Publié le 23 décembre 2019

SOCIAL

[2010-2020] Le jour où le Rana Plaza s’est effondré, en même temps que notre aveuglement sur la mode

Le 24 avril 2013, un immeuble abritant une usine textile s'effondre au Bangladesh. 1138 ouvrières et ouvriers périssent, des centaines d'autres sont blessés. Dans les décombres, des étiquettes de grandes marques sont retrouvées. Le drame marquera un tournant pour l'industrie de la mode, entre prise de conscience des consommateurs et développement d'alternatives au modèle de la fast fashion. À l'occasion de l'entrée dans les années 2020, les journalistes de Novethic témoignent des événements de la décennie passée. 

25 avril 2013. À la radio, aux informations du matin, on parle du Bangladesh. Ce n’est pas si fréquent. Mais le drame qui vient de se produire est d’une ampleur inégalée. La veille, 1 138 ouvrières et ouvriers ont péri dans l’effondrement d’une usine de textile de Dacca. J’ai un haut-le-cœur. Car cet accident n'aurait pas dû avoir lieu. Les ouvrières avaient alerté au sujet des fissures dans le bâtiment. Et la dangerosité des sites de production textiles était bien connue dans tout le pays. 

Un électrochoc sur les conditions de production

Quelques semaines seulement auparavant, je publiais un article basé sur une enquête de la Clean Clothes Campaign sur le manque de sécurité des usines textiles bangladaises. Des centaines d’ouvrières avaient déjà péri dans une série d’incendies d’usines, qu’elles dénonçaient régulièrement, dans l’indifférence générale. En France, les ONG comme Peuples Solidaires et le collectif éthique sur l’étiquette, alertaient les marques françaises qui produisaient dans le pays. En vain.

L’effondrement du Rana Plaza fait cette fois l’effet d’un électrochoc. Car la mort des ouvrières éclaire les conditions de productions des vêtements que nous portons, en France et dans les pays occidentaux. Des étiquettes de grandes marques - Benetton, Camaïeu, Auchan… - sont retrouvées dans les décombres. Cette fois, on ne peut plus dire que l’on ne savait pas.

En France, le ministère de l’Economie commande un rapport pour "clarifier les responsabilités des entreprises françaises potentiellement concernées". Il éclaire des conditions de production si complexes qu’elles en deviennent ubuesques mais surtout trop opaques pour ne pas être risquées…

La responsabilité des donneurs d’ordres mise en question

Ce drame permet de mettre sur les rails un travail législatif destiné à responsabiliser les donneurs d’ordres : la loi sur le devoir de vigilance . Celle-ci oblige les grandes entreprises à cartographier les risques environnementaux et sociaux et surtout à publier un plan destiné à les prévenir. Rarement un texte n’aura été élaboré autant en concertation entre les élus, la société civile et les syndicats. Et rarement un texte n’aura été si combattu par les organisations patronales… 

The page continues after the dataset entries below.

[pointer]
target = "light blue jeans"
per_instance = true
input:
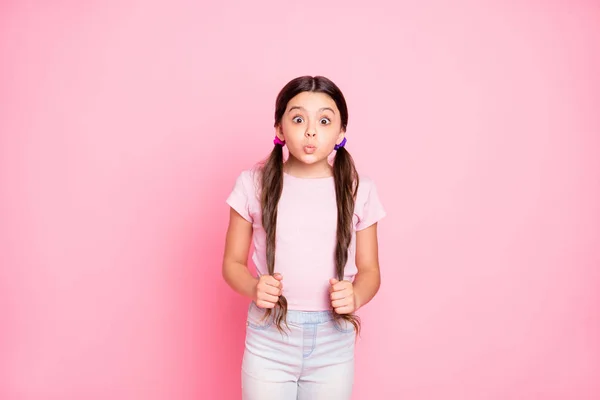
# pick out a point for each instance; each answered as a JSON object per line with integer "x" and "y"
{"x": 313, "y": 360}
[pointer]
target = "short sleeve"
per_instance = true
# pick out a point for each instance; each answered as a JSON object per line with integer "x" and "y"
{"x": 239, "y": 196}
{"x": 372, "y": 209}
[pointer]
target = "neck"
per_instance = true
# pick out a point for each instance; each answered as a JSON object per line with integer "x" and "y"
{"x": 297, "y": 168}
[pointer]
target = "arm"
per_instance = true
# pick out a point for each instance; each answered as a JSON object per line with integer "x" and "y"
{"x": 367, "y": 280}
{"x": 237, "y": 244}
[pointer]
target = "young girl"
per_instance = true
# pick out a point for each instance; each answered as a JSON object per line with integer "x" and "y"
{"x": 314, "y": 230}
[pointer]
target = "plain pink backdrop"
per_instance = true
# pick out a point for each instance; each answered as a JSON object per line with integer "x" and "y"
{"x": 123, "y": 126}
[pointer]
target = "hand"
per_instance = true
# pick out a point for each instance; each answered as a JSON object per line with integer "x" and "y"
{"x": 342, "y": 296}
{"x": 268, "y": 290}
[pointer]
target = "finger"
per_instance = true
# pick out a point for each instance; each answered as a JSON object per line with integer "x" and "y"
{"x": 340, "y": 303}
{"x": 343, "y": 310}
{"x": 265, "y": 304}
{"x": 268, "y": 297}
{"x": 341, "y": 285}
{"x": 271, "y": 281}
{"x": 273, "y": 291}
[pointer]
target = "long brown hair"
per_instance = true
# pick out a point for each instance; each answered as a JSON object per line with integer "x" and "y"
{"x": 346, "y": 186}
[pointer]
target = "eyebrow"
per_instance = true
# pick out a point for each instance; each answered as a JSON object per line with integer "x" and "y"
{"x": 303, "y": 109}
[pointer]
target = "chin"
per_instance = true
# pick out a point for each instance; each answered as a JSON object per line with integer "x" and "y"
{"x": 310, "y": 159}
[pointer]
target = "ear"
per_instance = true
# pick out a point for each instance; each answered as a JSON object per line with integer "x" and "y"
{"x": 341, "y": 136}
{"x": 279, "y": 132}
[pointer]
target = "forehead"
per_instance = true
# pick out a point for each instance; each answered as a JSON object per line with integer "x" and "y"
{"x": 312, "y": 101}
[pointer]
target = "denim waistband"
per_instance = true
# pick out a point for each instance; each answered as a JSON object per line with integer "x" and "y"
{"x": 304, "y": 317}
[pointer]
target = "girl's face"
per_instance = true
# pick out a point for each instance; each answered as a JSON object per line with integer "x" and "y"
{"x": 311, "y": 126}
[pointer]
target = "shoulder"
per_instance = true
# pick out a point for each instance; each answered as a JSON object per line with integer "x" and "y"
{"x": 365, "y": 186}
{"x": 248, "y": 181}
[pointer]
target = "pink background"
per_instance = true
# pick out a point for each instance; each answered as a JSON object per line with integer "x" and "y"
{"x": 124, "y": 124}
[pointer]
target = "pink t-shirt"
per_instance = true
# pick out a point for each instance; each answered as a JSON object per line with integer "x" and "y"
{"x": 306, "y": 233}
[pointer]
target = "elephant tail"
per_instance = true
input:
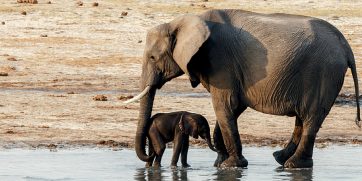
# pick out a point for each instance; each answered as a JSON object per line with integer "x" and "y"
{"x": 352, "y": 66}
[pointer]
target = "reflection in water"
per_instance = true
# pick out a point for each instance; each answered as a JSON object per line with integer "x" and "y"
{"x": 100, "y": 164}
{"x": 296, "y": 174}
{"x": 229, "y": 174}
{"x": 143, "y": 174}
{"x": 179, "y": 173}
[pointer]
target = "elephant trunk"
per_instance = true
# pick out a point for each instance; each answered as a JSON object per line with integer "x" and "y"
{"x": 208, "y": 141}
{"x": 144, "y": 123}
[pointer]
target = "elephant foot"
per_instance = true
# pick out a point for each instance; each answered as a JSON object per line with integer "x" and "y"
{"x": 233, "y": 161}
{"x": 294, "y": 162}
{"x": 281, "y": 157}
{"x": 156, "y": 165}
{"x": 220, "y": 158}
{"x": 186, "y": 165}
{"x": 148, "y": 165}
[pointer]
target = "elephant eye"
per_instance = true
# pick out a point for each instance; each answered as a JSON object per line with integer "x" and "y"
{"x": 152, "y": 58}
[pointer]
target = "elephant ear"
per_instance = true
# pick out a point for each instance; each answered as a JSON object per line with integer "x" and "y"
{"x": 190, "y": 32}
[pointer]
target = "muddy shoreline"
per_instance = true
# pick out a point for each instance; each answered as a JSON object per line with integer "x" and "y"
{"x": 57, "y": 57}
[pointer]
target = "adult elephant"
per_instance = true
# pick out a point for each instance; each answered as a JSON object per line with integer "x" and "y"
{"x": 274, "y": 63}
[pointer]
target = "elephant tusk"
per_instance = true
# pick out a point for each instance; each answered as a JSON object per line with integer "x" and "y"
{"x": 139, "y": 96}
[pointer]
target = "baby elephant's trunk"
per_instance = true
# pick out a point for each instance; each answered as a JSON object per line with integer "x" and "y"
{"x": 208, "y": 140}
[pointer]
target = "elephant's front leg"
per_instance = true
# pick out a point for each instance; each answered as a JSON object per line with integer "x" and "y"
{"x": 283, "y": 155}
{"x": 222, "y": 155}
{"x": 227, "y": 113}
{"x": 178, "y": 141}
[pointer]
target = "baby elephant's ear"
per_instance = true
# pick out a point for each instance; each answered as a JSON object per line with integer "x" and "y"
{"x": 195, "y": 134}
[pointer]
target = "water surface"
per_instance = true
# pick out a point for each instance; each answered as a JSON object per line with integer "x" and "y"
{"x": 331, "y": 163}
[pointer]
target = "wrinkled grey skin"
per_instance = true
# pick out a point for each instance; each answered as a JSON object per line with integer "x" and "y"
{"x": 176, "y": 127}
{"x": 273, "y": 63}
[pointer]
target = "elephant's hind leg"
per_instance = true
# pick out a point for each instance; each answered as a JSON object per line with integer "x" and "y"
{"x": 283, "y": 155}
{"x": 302, "y": 158}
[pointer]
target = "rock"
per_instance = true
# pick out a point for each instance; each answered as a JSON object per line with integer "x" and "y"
{"x": 12, "y": 59}
{"x": 4, "y": 74}
{"x": 28, "y": 1}
{"x": 123, "y": 98}
{"x": 80, "y": 3}
{"x": 100, "y": 98}
{"x": 10, "y": 132}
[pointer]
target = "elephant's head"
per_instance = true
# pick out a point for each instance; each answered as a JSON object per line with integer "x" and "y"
{"x": 169, "y": 49}
{"x": 196, "y": 125}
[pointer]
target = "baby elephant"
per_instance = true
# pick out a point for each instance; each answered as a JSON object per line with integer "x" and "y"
{"x": 175, "y": 126}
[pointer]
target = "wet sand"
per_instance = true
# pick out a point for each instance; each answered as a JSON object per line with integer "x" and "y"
{"x": 59, "y": 56}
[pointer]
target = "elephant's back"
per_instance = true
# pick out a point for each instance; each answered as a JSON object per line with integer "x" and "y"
{"x": 291, "y": 54}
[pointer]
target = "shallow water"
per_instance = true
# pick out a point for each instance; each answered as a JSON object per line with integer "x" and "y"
{"x": 334, "y": 162}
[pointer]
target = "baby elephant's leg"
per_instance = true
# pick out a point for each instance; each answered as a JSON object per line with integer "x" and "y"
{"x": 150, "y": 152}
{"x": 184, "y": 150}
{"x": 158, "y": 145}
{"x": 176, "y": 148}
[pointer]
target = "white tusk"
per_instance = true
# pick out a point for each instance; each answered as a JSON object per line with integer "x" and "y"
{"x": 139, "y": 96}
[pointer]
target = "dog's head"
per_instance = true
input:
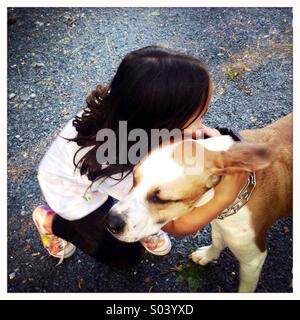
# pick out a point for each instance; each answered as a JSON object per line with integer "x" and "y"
{"x": 172, "y": 180}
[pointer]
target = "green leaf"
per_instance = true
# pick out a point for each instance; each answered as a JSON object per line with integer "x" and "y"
{"x": 179, "y": 279}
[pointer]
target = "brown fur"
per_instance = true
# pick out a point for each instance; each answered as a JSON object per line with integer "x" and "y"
{"x": 272, "y": 197}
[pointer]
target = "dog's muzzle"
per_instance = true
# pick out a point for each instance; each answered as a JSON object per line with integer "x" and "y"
{"x": 115, "y": 222}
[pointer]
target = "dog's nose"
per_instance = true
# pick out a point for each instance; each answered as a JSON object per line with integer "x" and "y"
{"x": 115, "y": 223}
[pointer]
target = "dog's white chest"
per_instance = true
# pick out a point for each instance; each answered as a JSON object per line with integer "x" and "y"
{"x": 236, "y": 230}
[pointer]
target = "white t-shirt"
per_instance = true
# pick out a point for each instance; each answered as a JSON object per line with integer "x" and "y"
{"x": 65, "y": 190}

Le choc est rude aussi chez les consommateurs. Le drame marque le début d’une prise de conscience et de distance avec la fast fashion, cette "mode jetable", qui s’est imposée depuis une dizaine d’années. En Angleterre, un collectif prend forme – Fashion Revolution – et se développe dans d’autres pays comme la France. Il prône une mode éthique qui jusque-là n’avait jamais vraiment décollé.

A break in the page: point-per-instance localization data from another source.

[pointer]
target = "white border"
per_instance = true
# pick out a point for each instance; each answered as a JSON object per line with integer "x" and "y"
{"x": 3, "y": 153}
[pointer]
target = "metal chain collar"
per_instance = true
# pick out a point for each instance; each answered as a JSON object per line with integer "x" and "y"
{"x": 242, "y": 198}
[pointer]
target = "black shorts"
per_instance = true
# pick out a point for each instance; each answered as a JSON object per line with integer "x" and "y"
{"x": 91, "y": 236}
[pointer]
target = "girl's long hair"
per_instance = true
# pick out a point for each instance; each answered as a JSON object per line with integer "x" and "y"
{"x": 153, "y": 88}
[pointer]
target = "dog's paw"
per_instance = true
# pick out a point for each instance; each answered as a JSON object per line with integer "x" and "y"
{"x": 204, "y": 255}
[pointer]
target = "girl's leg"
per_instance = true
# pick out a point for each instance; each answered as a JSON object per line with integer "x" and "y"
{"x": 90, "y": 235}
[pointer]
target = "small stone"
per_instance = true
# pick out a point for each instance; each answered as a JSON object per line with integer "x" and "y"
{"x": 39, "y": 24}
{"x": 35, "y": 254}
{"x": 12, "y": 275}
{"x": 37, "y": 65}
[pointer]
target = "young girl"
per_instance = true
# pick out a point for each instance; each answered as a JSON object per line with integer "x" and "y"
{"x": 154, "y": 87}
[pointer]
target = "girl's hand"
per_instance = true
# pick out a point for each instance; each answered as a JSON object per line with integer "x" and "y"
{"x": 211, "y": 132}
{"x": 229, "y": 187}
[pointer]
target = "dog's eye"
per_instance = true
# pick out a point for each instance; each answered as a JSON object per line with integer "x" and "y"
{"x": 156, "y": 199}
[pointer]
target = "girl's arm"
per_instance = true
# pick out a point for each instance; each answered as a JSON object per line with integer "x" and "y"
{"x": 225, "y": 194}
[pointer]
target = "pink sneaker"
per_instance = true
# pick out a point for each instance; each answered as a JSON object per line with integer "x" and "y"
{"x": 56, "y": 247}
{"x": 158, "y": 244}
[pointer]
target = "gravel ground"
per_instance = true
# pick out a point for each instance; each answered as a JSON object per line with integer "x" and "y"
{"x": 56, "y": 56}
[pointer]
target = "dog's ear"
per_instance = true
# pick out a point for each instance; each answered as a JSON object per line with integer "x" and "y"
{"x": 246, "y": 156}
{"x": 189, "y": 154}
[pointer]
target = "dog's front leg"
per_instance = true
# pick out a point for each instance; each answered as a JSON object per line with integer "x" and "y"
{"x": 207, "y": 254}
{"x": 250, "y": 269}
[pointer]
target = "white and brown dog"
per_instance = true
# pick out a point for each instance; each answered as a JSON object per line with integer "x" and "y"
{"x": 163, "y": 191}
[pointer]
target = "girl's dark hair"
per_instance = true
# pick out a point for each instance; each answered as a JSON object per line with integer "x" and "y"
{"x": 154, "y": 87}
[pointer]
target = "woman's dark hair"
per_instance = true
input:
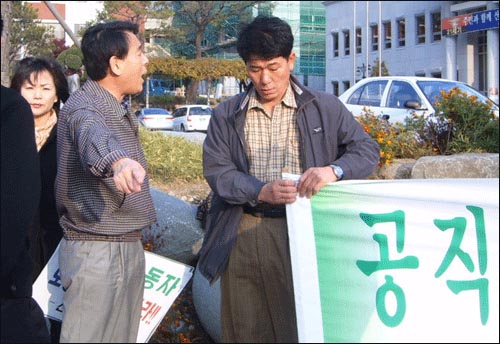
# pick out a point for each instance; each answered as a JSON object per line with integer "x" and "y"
{"x": 30, "y": 65}
{"x": 266, "y": 38}
{"x": 102, "y": 41}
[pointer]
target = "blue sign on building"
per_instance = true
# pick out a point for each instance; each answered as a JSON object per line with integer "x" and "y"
{"x": 477, "y": 21}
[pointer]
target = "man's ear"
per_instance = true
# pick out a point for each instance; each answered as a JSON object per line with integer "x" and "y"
{"x": 116, "y": 65}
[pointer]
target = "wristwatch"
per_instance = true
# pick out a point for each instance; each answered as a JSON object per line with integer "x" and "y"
{"x": 338, "y": 171}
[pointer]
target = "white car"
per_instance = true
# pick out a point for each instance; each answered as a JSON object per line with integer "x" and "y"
{"x": 155, "y": 118}
{"x": 192, "y": 117}
{"x": 397, "y": 97}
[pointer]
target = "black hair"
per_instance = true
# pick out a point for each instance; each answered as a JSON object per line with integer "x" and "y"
{"x": 102, "y": 41}
{"x": 29, "y": 65}
{"x": 266, "y": 38}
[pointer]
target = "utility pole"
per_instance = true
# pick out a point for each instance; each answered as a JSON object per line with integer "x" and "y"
{"x": 61, "y": 21}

Sept ans après le drame, l’impact social et environnemental (avec son impact carbone) de la mode est devenu un sujet grand public. Le secteur textile est amené à se réinventer avec des consommateurs plus regardants et des offres alternatives, "made in France ou Europe" ou de seconde-main, qui commencent à faire leur trou. Au Bangladesh, comme ailleurs dans les usines de la fast fashion, le combat des ouvrières continue avec quelques avancées (salaires, sécurité, syndicats) mais aussi fragiles qu'insuffisantes.